Breakthrough performance often begins with a single leader’s personal transformation.
“It’s not enough to be busy, so are the ants. The question is, what are we busy about?” – Henry David Thoreau
When you and your colleagues are not in touch with what you are “busy about,” it is a signal that the time is ripe for transformation.
That signal often manifests as waking up to the reality that all the “busy-ness” of business as usual won’t get you where you need to go, or even envision going.
There comes a point when you realize that doing more of what you know works plus incremental improvements will fall short. This is where breakthrough thinking can begin.
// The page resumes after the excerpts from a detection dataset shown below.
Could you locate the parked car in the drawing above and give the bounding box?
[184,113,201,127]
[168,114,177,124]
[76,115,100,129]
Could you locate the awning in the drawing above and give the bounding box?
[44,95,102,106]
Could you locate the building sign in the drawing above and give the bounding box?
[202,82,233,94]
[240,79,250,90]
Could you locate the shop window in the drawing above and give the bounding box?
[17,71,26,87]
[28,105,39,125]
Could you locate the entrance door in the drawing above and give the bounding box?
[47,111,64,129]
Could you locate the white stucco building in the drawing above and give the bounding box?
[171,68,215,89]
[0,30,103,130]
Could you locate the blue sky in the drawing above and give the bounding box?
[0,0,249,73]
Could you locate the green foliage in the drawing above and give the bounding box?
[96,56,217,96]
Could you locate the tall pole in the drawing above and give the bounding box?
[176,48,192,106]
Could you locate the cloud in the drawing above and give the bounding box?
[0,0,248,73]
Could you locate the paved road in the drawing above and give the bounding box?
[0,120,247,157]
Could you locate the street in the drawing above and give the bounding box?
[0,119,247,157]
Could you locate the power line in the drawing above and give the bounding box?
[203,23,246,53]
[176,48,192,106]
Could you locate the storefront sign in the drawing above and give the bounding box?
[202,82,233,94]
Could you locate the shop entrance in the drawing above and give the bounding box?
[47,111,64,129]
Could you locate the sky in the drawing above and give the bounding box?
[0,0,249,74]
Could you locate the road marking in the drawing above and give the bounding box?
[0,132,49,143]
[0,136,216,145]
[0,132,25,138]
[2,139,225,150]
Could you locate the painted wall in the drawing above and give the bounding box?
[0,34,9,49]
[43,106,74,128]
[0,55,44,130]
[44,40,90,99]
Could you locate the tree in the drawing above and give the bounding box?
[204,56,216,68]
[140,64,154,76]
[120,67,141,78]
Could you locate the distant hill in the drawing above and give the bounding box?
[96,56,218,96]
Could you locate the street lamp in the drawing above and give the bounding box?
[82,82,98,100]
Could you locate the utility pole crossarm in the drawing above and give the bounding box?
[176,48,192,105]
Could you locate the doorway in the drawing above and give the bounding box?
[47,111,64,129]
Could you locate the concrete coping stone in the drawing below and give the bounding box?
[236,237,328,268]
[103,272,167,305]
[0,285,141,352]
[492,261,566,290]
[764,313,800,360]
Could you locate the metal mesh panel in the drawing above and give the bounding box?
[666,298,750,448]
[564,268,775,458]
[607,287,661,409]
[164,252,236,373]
Any real breakthrough performance calls for a shift in the way you and your colleagues view what is possible. This will take new ways of “perceiving, thinking and/or acting.”
At this point, on behalf of creating breakthrough performance, and on behalf of a new future, you as a leader begin by transforming yourself.
Such a transformation starts with:
- Confronting the reality of the situation
- Revealing the hidden assumptions and embedded beliefs shaping the current reality
- Working to be free from the old ways of seeing, acting, and thinking
- Releasing attachment to your opinions about how it is now and how it ought to be
By putting past shortcomings (and even successes) behind you a clear space emerges for envisioning and committing to a new and unprecedented future.
There are many examples of transformational leadership impacting an entire company culture.
When Ford’s corporate culture was no longer allowing for success, CEO and COO Harold “Red” Poling, chose to take on replacing the old culture, not simply making incremental changes.
At the beginning of this process, there were two phrases that were very common in the workplace: “The Job” and “Job One”. “Job One” referred to an urgent priority. (Insigniam Quarterly, Fall, 2014)
When a plant manager was asked what “The Job” was, he replied, “getting cars out.” When Poling was asked the same question, he replied, “Quality is Job One.”
Poling’s powerful stand for quality was transformational. It grew to become the core of a new corporate culture, as clearly reflected in the now well-known slogan: “At Ford, Quality is Job One.”
Soon, people at Ford went from being busy about getting cars out, to being busy about getting quality cars out, and that transformation made all the difference. It shifted low morale, slow sales, and poor reputation to record profits and breakthrough performance.
Which transformational leaders have inspired you to go beyond “business as usual”? What is your organization “busy about”?